Pemuda 1    : Keringat dan debu tanganku hanya bisa aku dapatkan kalau aku berbuat sesuatu (sibuk mencari sesuatu untuk dikerjakan) tapi aku tidak dapat berbuat apa-apa kalau aku tidak menemukan apa yang harus aku kerjakan. 
    Dari kutipan di atas terlihat bahwa pemuda satu tidak bisa berbuat apa-apa selain merengek meminta pada si perempuan tua. Di sisi lain, pemuda satu juga ditemankan dengan pemuda dua, Royal membuat keduanya sama-sama arogan, karena tidak peduli dengan suara yang dikeluarkan oleh perempuan. Dengan pencitraan seperti ini, lebih jauh menelisisk pada penulisnya yakni Royal Ikmal, perlu dipertanyakan bahwa apakah terlahirnya sebuah naskah drama yang ditulismnya yakni pemusatan karakter arogan yang dimiliki oleh tokoh pria dalam drama tersebut adalah karena ia sendiri seorang lelaki?
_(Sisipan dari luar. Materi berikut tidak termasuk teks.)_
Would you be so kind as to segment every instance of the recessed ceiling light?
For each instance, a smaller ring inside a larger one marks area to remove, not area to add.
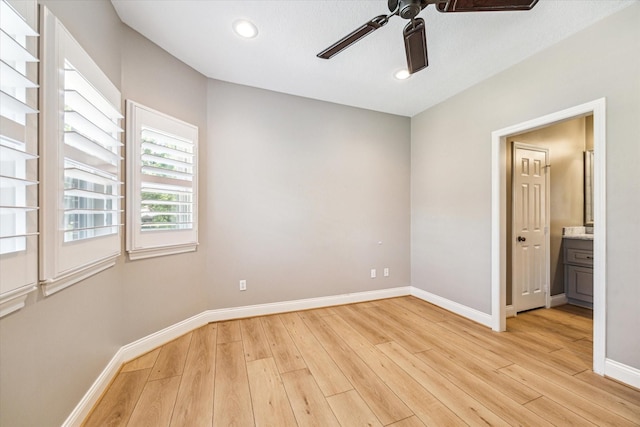
[[[233,23],[233,31],[240,37],[251,39],[258,35],[258,28],[246,19],[239,19]]]
[[[394,74],[394,76],[398,80],[405,80],[405,79],[408,79],[409,77],[411,77],[411,74],[409,74],[409,70],[400,70],[400,71],[397,71]]]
Atau mungkin saja Royal sendiri menjumpai para perempuan rapuh? Mungkin perlu adanya peninjauan lebih lanjut dengan membandingkan karya- karya Royal yang lain. Kutipan berikut:
        Perempuan 1        : tidak kamu ada padaku.
        Pemuda 2        : kamu ada pada kami.
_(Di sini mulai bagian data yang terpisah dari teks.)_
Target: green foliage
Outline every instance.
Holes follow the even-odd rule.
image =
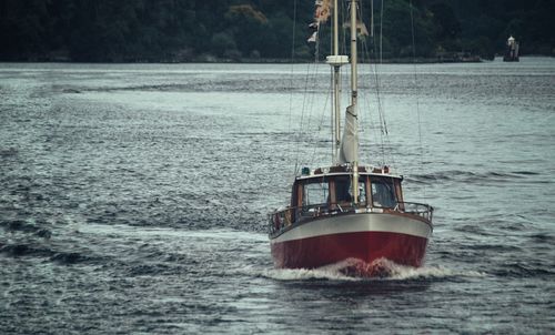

        Perempuan 2        : tidak, kalian ada pada kami.
        Perempuan 1        : kalian punya ibu yang menyusui kalian.
        Pemuda 2        : kalian punya bapak yang menafkahi kalian.
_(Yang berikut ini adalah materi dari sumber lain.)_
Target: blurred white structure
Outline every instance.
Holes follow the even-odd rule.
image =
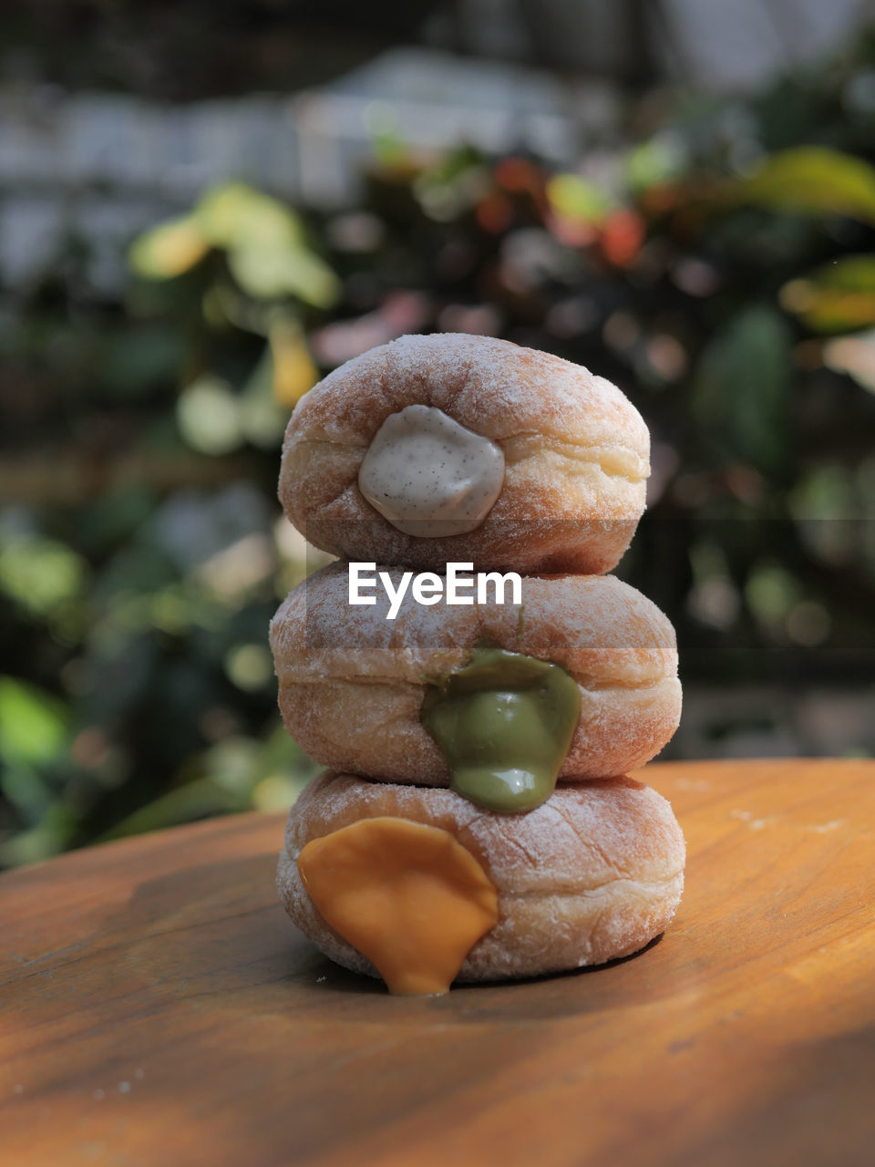
[[[464,141],[555,166],[586,153],[597,166],[620,145],[621,89],[608,78],[628,72],[643,43],[666,78],[750,89],[872,19],[874,0],[460,0],[426,29],[432,43],[505,58],[533,50],[561,76],[405,48],[290,97],[170,106],[50,86],[0,92],[0,280],[37,277],[72,235],[88,244],[90,281],[110,291],[124,243],[229,177],[302,204],[349,204],[379,133],[421,151]]]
Pemuda 1    : (dengan suara lanang) kalian memang yang menjadikannya, akan tetapi kami yang mengadakannya semua.
        Perempuan 2        : kenapa kalian tidak mau mendengar kami.

    Drama yang di bumbui dengan nama-nama tokoh yang agak sempit, yakni Pemuda Satu, Pemuda Dua, Perempuan Satu, Perempuam Dua, diantara nama-nama sempit tersebut, Royal rupanya satu nama sehari-hari namun tetap terlihat khusus, yakni Perempuan Tua. Ia pula menghadirkan masalah diantara para Pemuda Satu dan Dua dengan Perempuan Satu dan Dua sehubungan dengan hak mereka.
    Rupanya kejadian yang terjadi dalam drama Royal Ikmal, berbeda dengan drama Bunga Rumah Makan karya Utuy Tatang Sontani. Dalam sandiwara ini, Utuy lebih berpihak pada perempuan walaupun di awal cerita nasib perempuan masih ada dibawah kuasa lelaki. Tapi Utuy tidak ingin berlama-lama menghadirkan sikap keterpurukan perempuan, bermula di tengah sampai akhir cerita perempuan mulai mengambil kemudi untuk menentukan nasibnya sendiri. Di sandiwara ini, tampak pula pemujaan terhadap sosok perempuan karena telihat pada judulnya yakni Bunga Rumah Makan, dimana tokoh Ani, menjadi primadona di sebuah rumah makan dan menjadi harga jual tersendiri karena parasnya yang manis. Istilah harga jual disini bukan masalah perdagangan perempuan tapi tokoh Sudarma (pemilik rumah makan) menyiasati paras ayu Ani agar banyak para pelancong yang singgah di rumah makan tersebut. Disini, Utuy hanya menghadirkan satu tokoh utama perempuan, mungkin saja penulis sangat mengagumi sosok perempuan hingga menghadirkan karya yang begitu memberi inspirasi terhadap wanita agar tidak terpuruk dengan semua hal yang ada didunia ini. Perhatikan kutipan berikut.
                  Karnaen    : (memalingkan muka Ani dan memijit-mijit tangan). Dapatkah engaku selamanya mengulurkan tangan kepadaku, mengindahkan suara hatiku, An?
    Ani        : saya tidak mengerti, mas.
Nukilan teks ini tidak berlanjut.